Wednesday, March 25, 2015

Frozen Waterfalls

Written by Karen.
Hierve el Agua - located just outside of Oaxaca - is one of only two places in the world that have natural rock waterfalls made of minerals and calcium carbonate deposits that look like flowing water.

We had heard that the road to reach Hierve el Agua was challenging - with steep drop-offs, no guard rails, narrow, winding, dirt roads, needed four-wheel drive, etc. - and we actually decided against putting Chinook through the trauma of driving up to visit Hierve el Agua. It’s off the beaten path and we’re being a bit conservative with Chinook so that we can go the distance into South America. 

My thought is that we know Chinook has limitations and has a certain amount of miles in him - kinda’ like us humans. After a certain amount of time/energy/effort, we can both just run out of gas for awhile. So, knowing that we still have a long way to go on our trip, why use up any of those banked miles unnecessarily? Adam thinks similarly. Neither one of us wants to break down in the middle of nowhere. And, we still want to make it to the bottom of Terra del Fuego. So we make judgements about what we really must see and what we want to experience, and what is not so important to see on our travels in order to protect our little traveling house and mobile partner, Chinook. 

But we have also learned to take recommendations and cautions with a bit of a grain of salt. And, in this case, the caution was clearly overstated. We ultimately decided to caravan with another traveling couple - John and Paula from the Bay Area - who were also curious about Hierve el Agua, and we all went to see the place for ourselves in our respective vehicles.  The road was dusty, rocky and narrow, but not that bad. Chinook made it to the top of the mountain slowly, but quite easily. 

It was very hot up there. It was the type of searing heat that makes the sweat on your skin start to dry into tiny salt crystals and the remaining moisture crinkle on your skin. There were only a few of us exploring Hierve el Agua and the natural setting was very quiet. You could sit on the very edge of the mountain and stare off into the distance and feel as if you were all alone in another world. And in some ways you were in another world. The colors of the white, red, orange rocks and minerals, the green and turquoise water and blue skies looked like we had been suddenly transported to Yellowstone with its painted pots of color and steam.
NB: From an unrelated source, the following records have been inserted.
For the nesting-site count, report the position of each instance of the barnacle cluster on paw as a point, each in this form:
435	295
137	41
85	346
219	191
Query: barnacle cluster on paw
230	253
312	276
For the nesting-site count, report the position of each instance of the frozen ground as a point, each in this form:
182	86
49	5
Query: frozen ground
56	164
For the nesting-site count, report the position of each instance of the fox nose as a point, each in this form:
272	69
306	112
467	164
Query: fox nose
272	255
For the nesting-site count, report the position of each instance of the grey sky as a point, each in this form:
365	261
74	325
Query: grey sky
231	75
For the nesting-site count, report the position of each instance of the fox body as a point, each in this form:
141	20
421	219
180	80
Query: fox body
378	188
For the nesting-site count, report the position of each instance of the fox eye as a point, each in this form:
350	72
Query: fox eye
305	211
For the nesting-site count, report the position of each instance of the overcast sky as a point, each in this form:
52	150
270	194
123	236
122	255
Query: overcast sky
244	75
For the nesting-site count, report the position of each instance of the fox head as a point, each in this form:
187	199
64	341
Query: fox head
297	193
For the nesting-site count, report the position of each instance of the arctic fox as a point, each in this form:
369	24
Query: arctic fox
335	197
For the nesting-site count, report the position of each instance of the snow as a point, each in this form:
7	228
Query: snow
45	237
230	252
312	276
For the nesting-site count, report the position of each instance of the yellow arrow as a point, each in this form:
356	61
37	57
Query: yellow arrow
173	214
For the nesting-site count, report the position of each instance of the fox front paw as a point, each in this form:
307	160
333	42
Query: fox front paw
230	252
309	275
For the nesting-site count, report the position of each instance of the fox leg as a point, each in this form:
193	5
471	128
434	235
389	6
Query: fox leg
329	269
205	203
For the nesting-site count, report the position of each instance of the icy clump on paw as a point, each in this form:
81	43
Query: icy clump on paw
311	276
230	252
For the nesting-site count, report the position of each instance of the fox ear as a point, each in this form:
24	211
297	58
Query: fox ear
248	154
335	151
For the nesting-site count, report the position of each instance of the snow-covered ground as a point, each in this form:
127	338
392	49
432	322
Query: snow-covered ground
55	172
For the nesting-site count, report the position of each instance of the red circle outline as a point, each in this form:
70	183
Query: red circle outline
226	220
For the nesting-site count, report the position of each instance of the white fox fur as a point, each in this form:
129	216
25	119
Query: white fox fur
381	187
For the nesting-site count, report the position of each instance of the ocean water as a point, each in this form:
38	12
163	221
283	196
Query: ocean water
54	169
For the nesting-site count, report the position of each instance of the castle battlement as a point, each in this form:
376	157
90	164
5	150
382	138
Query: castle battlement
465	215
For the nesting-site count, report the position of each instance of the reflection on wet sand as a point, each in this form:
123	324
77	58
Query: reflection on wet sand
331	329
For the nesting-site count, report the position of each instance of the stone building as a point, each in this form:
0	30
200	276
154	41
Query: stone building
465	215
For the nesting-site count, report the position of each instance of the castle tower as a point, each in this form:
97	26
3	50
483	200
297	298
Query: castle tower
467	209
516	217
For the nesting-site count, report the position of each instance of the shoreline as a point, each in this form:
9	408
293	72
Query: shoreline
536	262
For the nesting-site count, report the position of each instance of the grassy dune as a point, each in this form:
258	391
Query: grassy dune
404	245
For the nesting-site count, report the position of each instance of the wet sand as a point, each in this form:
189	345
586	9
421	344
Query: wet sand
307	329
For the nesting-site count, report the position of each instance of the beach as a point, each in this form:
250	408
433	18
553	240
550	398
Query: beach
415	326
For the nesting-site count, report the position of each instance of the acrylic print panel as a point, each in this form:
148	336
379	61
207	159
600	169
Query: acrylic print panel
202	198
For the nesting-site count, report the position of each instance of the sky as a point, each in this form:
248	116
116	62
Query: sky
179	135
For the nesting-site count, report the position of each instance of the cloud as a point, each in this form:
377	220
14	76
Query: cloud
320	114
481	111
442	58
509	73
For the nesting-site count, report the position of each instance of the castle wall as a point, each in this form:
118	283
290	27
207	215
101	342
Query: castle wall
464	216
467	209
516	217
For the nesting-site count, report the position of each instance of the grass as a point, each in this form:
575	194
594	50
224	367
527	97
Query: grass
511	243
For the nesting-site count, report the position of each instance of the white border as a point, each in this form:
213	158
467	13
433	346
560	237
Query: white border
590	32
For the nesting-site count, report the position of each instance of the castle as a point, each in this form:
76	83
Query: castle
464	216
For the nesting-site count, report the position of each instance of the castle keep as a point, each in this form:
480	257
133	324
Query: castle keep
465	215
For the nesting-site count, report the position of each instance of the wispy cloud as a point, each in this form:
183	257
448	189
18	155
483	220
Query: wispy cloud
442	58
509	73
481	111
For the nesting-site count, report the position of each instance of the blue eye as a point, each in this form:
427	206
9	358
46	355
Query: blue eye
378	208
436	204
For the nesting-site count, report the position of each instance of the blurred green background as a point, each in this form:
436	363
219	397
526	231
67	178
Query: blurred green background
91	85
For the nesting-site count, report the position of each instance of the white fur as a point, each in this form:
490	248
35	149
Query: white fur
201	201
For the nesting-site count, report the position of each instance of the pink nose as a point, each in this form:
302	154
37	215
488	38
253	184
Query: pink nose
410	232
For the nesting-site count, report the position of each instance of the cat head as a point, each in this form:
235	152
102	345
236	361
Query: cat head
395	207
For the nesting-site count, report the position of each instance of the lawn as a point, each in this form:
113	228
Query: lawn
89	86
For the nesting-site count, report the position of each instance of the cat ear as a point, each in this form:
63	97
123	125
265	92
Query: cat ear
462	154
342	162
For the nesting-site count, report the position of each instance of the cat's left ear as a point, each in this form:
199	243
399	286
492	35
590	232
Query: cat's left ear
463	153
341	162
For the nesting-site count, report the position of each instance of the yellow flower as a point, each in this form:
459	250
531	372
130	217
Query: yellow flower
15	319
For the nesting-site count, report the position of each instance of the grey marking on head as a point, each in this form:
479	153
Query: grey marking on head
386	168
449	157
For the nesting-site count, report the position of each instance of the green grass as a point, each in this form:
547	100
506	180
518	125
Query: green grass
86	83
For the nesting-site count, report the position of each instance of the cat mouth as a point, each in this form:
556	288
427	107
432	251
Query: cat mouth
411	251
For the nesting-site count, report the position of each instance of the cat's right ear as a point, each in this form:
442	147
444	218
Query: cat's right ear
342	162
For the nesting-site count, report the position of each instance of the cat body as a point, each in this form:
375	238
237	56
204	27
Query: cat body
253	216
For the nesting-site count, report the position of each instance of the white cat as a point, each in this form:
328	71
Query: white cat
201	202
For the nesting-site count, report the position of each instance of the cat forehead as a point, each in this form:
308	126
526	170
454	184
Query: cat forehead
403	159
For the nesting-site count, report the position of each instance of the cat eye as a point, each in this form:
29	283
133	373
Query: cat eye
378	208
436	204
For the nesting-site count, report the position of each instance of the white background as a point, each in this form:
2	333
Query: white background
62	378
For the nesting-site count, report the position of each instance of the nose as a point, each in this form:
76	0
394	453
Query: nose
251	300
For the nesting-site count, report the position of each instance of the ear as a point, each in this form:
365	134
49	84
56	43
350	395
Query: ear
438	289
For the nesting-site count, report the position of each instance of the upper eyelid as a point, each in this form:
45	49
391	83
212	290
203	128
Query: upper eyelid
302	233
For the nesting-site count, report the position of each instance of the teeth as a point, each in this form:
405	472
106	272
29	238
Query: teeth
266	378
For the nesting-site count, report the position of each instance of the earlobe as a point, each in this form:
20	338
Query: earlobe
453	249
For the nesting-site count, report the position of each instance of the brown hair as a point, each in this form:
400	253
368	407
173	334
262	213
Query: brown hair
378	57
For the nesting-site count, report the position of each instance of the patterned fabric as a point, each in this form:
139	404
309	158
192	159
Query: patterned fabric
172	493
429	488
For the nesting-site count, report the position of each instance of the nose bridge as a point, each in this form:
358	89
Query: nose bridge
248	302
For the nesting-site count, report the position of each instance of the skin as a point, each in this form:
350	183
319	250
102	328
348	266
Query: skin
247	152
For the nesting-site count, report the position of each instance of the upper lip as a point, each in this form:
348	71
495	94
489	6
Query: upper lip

The difference was that the mineral water in these pools was cool - not boiling hot. While it is believed that these mineral pools were considered sacred for their healing powers by the Zapotecs, we didn't go into the water. It was just too hot to hang out unprotected in the direct sun.  

But, it turned out to be a beautiful and desolate place. A place out of the way and that took an effort to see.  It would have been easy to not have taken this road less traveled and called it prudence. 

After 90 days, we are still getting to understand our travel team's limits. We may have undersold Chinook a bit. We’ve driven over 5,000 miles so far in Mexico and haven’t had any serious mechanical issues yet. 

Deciding where to go and how to get there is a constant balancing act of preferences and capabilities. But, I wonder if we sometimes attribute caution of Chinook as a convenient excuse for us not to go outside of our comfort zone? To not take that dirt road instead of the known and established highway? To play it safe? I don’t know. We’re still working on finding that balance.

The natural rock formations that make up the "frozen waterfalls".
Close-up of the natural rock formations
One of the mineral pools looks like an infinity pool with the water going over the edge.  The colors are otherworldly, incredibly rich and beautiful.
Another look at the mineral pool
The water comes up to the edge of the rock formation and then spills over.  There are no safety railings.  
An architectural perspective with the pools
One of the bubbling springs that came up through the mountain.  The many minerals create the variety of colors.  
Standing on the mountain with Hierve el Agua in the distance.  Our matching shirts were just a coincidence.  It's laundry time!


Jennifer Chase said...

Absolutely breathtaking! Glad to see your posts again.

This Journey We Call Life said...

Thanks Jennifer! We appreciate your continued readership :)


Joanne said...

Joyce had told me you're on the road again. It's great to see what you're up to! Love the "infinity pool."

tlc2950 said...

1st...I fell upon your blog and I have enjoyed reading it so much tonight and looking at your beautiful adventure!

2nd...I am so jealous and envious of your journey!!

3rd...I am so in love with your photos and was wondering if I could use a few copies of several pictures from Italy?

4th...I pray you and your husband will experience many more travels. And I hope that we can continue to enjoy these beautiful countries through your eyes!

Always, Enjoy the Journey!!

This Journey We Call Life said...

Hi Joanne -

Thanks for checking in! The infinity pool at Hierve el Agua was unbelievable. The drop was hundreds of feet down the mountain. But, the view was endless!


This Journey We Call Life said...

Hi TLC2950 -

Thanks for your comments. We appreciate your feedback. It's always great to hear from our readers!

Thanks for asking about our Italy pictures....please send me a private email at karen@chipsanddents.com and we can talk further.


Debra Melfi said...

Beautiful picture

This Journey We Call Life said...

Thanks Debra. It's a beautiful spot. Karen.